Not on my list at all. For some reason we didn't want anything on our C64 for xmas that year but got Robocop, Operation Wolf (and I'm fairly sure) LED Storm for our +2 and were more than happy.. alas my poor best mate, while he DID get Afterburner on the speccy from Santa, he also got Thunderblade and this pile of cack
Really wanted to like this back in the day, but in retrospect it was the arcade I wanted, really. All these versions are super bland meh. And too difficult.
hi chinnyVision good video review . typhoon look like after burner . i have question can you make video about indiana jones and the fate of atlantis- the action game (amiga, c64, atari st, spectrum, amstrad cpc) . my favorit are amiga games, atari st games, c64 games. chinnyVision you are on my favorit youtuber list
I've only ever played the Amstrad CPC version of _Typhoon,_ so I only realise now, after watching this video, just how poor it is. Was this *really* developed by the same team as the CPC version of _Wizball?_ The C64 version looks like a decent, albeit fairly standard, shoot-'em-up, and the scrolling on the ZX Spectrum version is reasonable. Definitely not one of Ocean/Imagine's best games, and it's perhaps best left forgotten. FYI, the CPC version of _Typhoon_ *does* load all the levels into the additional memory if you have 128KB of RAM. Also, _Amstrad Computer User_ rated it 16 out of 20 in their March 1989 issue, despite stating that "the first level action is mundane to say the least", "the single colour presentation does tend to become a bit monotonous" and "the sound effects are nothing special either". Go figure! On the first level, at 2:27, the "something" that you fly through looks like an outline of Greenland to me!

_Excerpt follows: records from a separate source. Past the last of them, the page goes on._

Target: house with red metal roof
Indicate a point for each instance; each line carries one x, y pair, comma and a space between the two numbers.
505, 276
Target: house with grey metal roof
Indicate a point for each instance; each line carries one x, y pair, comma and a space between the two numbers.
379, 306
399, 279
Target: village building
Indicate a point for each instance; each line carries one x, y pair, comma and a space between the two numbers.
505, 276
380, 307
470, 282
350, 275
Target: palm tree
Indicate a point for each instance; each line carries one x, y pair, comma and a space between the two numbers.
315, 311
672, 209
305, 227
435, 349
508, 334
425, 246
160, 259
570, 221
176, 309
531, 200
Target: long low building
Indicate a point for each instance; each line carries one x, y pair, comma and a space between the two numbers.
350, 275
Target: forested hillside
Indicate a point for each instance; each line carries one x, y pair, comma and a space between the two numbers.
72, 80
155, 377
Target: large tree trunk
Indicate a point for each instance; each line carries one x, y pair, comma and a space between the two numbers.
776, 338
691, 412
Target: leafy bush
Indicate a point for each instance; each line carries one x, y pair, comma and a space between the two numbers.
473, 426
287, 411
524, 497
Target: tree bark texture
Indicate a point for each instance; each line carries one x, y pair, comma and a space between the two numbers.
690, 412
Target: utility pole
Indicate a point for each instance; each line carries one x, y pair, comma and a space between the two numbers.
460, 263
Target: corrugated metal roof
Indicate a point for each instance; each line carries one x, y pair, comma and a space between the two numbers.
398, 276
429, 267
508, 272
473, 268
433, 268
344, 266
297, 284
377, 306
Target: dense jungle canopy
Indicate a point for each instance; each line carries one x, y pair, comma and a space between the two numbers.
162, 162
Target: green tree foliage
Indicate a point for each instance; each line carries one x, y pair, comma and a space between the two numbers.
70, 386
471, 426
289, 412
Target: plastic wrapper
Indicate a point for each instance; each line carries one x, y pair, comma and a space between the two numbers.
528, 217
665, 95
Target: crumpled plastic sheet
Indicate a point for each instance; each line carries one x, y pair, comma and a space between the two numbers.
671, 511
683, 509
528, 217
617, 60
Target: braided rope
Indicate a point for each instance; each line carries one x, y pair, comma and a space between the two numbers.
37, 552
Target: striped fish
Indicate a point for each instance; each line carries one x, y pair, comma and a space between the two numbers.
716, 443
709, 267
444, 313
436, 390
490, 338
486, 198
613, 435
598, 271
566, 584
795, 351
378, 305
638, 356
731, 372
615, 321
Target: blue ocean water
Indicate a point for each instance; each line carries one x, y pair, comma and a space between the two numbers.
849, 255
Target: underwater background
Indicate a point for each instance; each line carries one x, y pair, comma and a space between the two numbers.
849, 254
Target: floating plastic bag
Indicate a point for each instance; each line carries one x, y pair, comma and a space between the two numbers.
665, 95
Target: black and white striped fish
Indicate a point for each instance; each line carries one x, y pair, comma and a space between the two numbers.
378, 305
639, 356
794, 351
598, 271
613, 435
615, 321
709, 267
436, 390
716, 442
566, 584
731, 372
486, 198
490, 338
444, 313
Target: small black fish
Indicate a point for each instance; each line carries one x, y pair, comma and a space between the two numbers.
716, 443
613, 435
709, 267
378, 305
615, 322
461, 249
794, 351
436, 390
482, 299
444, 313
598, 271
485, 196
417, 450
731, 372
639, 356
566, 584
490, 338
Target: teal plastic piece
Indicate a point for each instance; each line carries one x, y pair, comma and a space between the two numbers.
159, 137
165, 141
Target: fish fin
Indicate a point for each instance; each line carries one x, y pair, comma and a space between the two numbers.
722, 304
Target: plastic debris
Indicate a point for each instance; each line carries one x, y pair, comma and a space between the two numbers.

This might not be the best game but I can’t imagine any C64 owner would have been miffed had a friend instead got the utter tosh that is the UK After Burner. (The US version is at least OK.) First Strike at least had a reasonable crack at the 3D thing a year later. (Also, on all these versions that looping cloud animation on level one is yikes. No feeling of speed. No variety. It’s the visual equivalent of a stuck record.)